For an artier, but still highly entertaining take on a lakeside thriller, look to the French sensation Stranger by the Lake, which made a big splash when it premiered at Cannes last year due to its odd, but effective mingling of Hitchockian suspense with Bertolucci-style sexual frankness. Pierre Deladonchamps plays Franck, a young gay man whose favorite summertime hang-out spot is a secluded lake where guys of all ages and body types sunbathe and swim in the buff, occasionally retiring to the surrounding woods for some one-on-one (and sometimes two-on-two or three-on-one… you get the idea) time. An experienced cruiser, he's set his sights on one guy in particular: Michel (Christophe Paou), a handsome charmer with a mustache that would make Magnum P.I.-era Tom Selleck proud. Beyond his looks, Michel also has a slightly dangerous edge that entrances Franck… though he doesn't realize just how dangerous his crush object is until he's the accidental witness to -- dun dun dun -- a murder most foul. Rather than hightail it to another orgiastic spot, Franck keeps coming back to the scene of the crime and begins an affair with Michel in earnest, against the advice of a portly bisexual pal (Patrick D'Assumçao) and despite the probing questions of a suspicious detective tasked with investigating the crime.

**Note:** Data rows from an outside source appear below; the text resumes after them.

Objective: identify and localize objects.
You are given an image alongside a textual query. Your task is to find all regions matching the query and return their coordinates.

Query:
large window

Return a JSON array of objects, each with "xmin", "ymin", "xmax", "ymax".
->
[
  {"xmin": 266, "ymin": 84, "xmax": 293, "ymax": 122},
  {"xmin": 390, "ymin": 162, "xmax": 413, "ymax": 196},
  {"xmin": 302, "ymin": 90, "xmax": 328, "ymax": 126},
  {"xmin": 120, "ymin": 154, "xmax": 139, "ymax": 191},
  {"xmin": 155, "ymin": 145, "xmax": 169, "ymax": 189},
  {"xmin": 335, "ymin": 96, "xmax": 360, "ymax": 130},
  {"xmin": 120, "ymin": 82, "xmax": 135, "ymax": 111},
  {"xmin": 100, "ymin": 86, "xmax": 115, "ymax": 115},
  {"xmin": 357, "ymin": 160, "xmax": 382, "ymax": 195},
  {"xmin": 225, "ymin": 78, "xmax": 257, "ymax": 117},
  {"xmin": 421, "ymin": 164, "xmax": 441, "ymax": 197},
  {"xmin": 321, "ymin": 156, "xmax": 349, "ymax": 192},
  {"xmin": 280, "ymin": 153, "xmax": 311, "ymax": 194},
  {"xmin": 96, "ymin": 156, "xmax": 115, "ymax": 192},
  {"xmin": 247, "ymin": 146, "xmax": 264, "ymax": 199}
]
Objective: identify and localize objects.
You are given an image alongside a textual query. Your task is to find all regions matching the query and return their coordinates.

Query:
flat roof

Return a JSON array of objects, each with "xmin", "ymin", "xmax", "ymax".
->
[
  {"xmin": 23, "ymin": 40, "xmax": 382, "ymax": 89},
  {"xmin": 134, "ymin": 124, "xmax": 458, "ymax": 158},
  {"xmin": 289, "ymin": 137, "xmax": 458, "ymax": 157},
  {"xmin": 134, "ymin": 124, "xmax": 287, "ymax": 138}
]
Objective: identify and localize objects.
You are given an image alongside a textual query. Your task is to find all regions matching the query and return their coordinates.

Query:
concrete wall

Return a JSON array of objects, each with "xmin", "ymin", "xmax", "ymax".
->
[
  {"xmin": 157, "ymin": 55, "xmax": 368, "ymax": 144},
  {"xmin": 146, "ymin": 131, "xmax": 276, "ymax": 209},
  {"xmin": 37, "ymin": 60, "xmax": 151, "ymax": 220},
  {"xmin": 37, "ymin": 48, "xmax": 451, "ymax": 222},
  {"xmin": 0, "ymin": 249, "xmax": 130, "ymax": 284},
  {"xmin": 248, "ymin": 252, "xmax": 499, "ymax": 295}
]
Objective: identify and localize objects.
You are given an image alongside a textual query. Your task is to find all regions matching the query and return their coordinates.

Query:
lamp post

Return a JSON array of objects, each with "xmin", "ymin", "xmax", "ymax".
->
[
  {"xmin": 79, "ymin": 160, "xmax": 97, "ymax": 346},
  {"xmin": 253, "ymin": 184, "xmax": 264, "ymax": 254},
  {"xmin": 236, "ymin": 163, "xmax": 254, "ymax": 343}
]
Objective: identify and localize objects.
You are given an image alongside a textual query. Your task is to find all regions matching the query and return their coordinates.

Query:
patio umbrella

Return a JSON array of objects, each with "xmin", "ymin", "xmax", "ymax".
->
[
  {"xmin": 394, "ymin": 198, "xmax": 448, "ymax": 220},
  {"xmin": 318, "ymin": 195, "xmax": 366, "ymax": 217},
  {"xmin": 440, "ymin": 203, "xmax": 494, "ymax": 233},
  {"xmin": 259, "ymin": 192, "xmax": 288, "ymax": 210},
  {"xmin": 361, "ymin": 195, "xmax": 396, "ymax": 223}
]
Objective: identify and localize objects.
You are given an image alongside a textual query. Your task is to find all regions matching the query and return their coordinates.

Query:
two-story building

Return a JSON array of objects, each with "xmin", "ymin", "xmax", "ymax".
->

Much of Stranger's festival circuit notoriety stems from its explicit (and, in several cases, non-simulated) sex scenes and copious full-frontal male nudity. Far from feeling like an attention-grabbing gimmick, though, these scenes play an essential role in establishing the atmosphere of the film's central setting. The lake is a place of uninhibited freedom for Franck and the other men who spend their days lounging by the water, but that freedom carries with it an element of risk that alternately unnerves and excites our naïve protagonist. Through precise framing (the murder itself is particularly striking, filmed all in one take and at a distance) and an unhurried pace, director Alaine Guiraudie orchestrates the movie's evolution from drama to thriller effectively and with just the right touch of humor. (Wit was the crucial weapon in Hitchock's arsenal that latter-day wanna-be Master of Suspenses tend to forget about or botch outright.) Though it'll be confined to the art house circuit, Stranger By the Lake actually has all the ingredients of a mainstream, page-turning summer beach read: a picturesque backdrop, a likeable hero, a murder and a liberal dash of sex.